The judicial decision to uphold all of the president’s health care subsidies may be very disappointing, but the economics of Obamacare are far worse than whatever constitutional mistakes have been committed by the Supreme Court.
The economics of Obamacare are¬†very¬†bad. The law is inflicting broad damage on job creation and new business formation. It ruins job incentives by making it pay more not to work, thereby intensifying a labor shortage that is holding back growth and in turn lowering incomes and spending.
And across-the-board Obamacare tax increases are inflicting heavy punishment on investment — right when the U.S. economy desperately needs more capital as a way of solving a steep productivity decline.
Because of Obamacare, there’s an additional 0.9 percent Medicare tax on salaries and self-employment income, a 3.8 percent tax increase on capital gains and dividends, a cap on health care flexible spending accounts, a higher threshold for itemized medical expense deductions, and a stiff penalty on employer reimbursements for individual employee health policy premiums.
Each of these tax hikes is anti-growth and anti-job.
There is so much talk about “secular stagnation,” inequality and stagnant wages these days. But there’s little talk about the negative economic impact of Obamacare. It’s a much bigger story than SCOTUS jurisprudence.
A couple of examples.
First, there’s the problem of the 49ers and the 29ers. The business mandates and penalties imposed by Obamacare when small firms hire a 50th employee or ask for a 30-hour workweek are so high that firms are opting to hold employment to 49 and hours worked to 29. Lower employment and fewer hours worked are a double death knell for growth.
The Bureau of Labor Statistics sheds light on this. Although part-time work has fallen during the recovery, from about 9 million to 7 million, it hovered around 4 million during the prior recovery. And part-time employment, which as a share of total employment peaked at about 20 percent in 2010 and has slipped to about 19 percent, hovered around 17 percent during most of the prior expansion. Obamacare?
Everybody is complaining about the low labor force participation rate and the equally stubborn reduction in the employment-to-population rate. But why are we surprised? Obamacare is effectively paying people not to work.
University of Chicago economist Casey Mulligan argues that Obamacare disincentives will reduce full-time equivalent workers by about 4 million, principally because it phases out health insurance subsidies as worker income increases. In other words, Obamacare is a tax on full-time work. After taxes, people working part time yield more disposable income than they would working full time.
Mulligan calculates that both explicit and implicit marginal tax rates within Obamacare may rise to nearly 50 percent, as the law discourages those who attempt to climb the ladder of success. National prosperity and economic growth are again the victims.

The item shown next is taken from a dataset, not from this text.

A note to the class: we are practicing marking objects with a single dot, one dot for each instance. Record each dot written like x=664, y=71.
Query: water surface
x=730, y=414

And if all that weren’t bad enough, Obamacare enrollment is coming up short, and the program is unable to sustain an adequate risk pool. Expert health insurance analyst Robert Laszewski and the consulting firm Avalere find that exchanges are succeeding in enrolling low-income individuals but are struggling to attract middle- and higher-income enrollees.

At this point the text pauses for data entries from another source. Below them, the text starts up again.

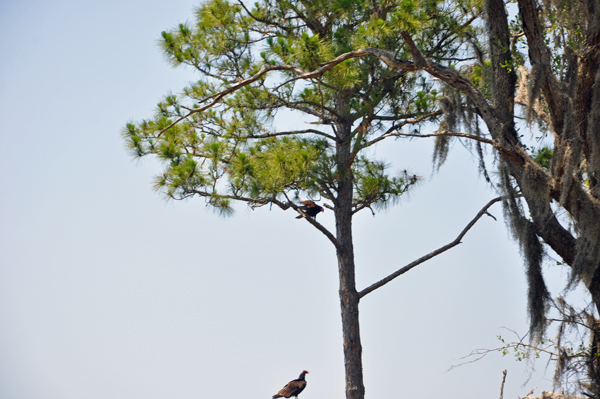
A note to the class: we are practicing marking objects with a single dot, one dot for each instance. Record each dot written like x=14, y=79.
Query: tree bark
x=349, y=297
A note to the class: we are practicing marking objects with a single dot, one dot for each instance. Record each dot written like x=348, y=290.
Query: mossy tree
x=217, y=139
x=542, y=66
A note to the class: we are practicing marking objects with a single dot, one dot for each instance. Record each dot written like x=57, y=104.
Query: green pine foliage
x=231, y=150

Meanwhile, it appears that the healthy millennials are not buying enough Obamacare to finance the older and less healthy — especially those with pre-existing conditions.

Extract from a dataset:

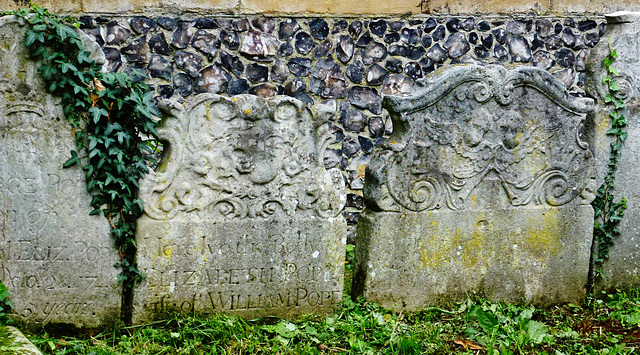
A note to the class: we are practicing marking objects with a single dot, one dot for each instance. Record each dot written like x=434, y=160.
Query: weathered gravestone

So if the sign-ups are lower and the risk pool is shorter and the hoped-for redistribution from young to old isn’t happening, insurance companies are forced to jack up premium rates. Again, not surprising. But the crisis is coming earlier than expected.
Laszewski reports that Blue Cross Blue Shield of Texas wants a 20 percent rate hike; in Maryland, it’s 34 percent; Oregon’s biggest insurer, Moda Health, wants a 26 percent hike; and Blue Cross Blue Shield of Tennessee wants a 36 percent hike.
Not every state is experiencing this. But bad news has a way of spreading. Plus, insurance companies are increasingly worried that the government won’t back them through risk corridors or claim reinsurance or risk adjustments. So the dirty secret here is that a major taxpayer bailout is in the cards.
Look, government-run health insurance — or government-run anything — won’t work. Only free market competition with free consumer choice will adequately set prices, premiums and other costs. Obamacare mandates reduce freedom and raise costs.
Meanwhile, hospitals, doctors and patients will suffer from lower reimbursements. Doctors are leaving in droves. The worst health care, Medicaid, which is completely government-run, is exploding.
All this is why the system must be scrapped. And it won’t be missed. In the latest NBC News/Wall Street Journal poll, 65 percent of Americans think Obamacare needs either modifications or a major overhaul. Just 8 percent say it is working well, and 25 percent say it should be eliminated.
The Supreme Court decision is a minor part of the story. The big-picture question is: Can the U.S. not become Greece?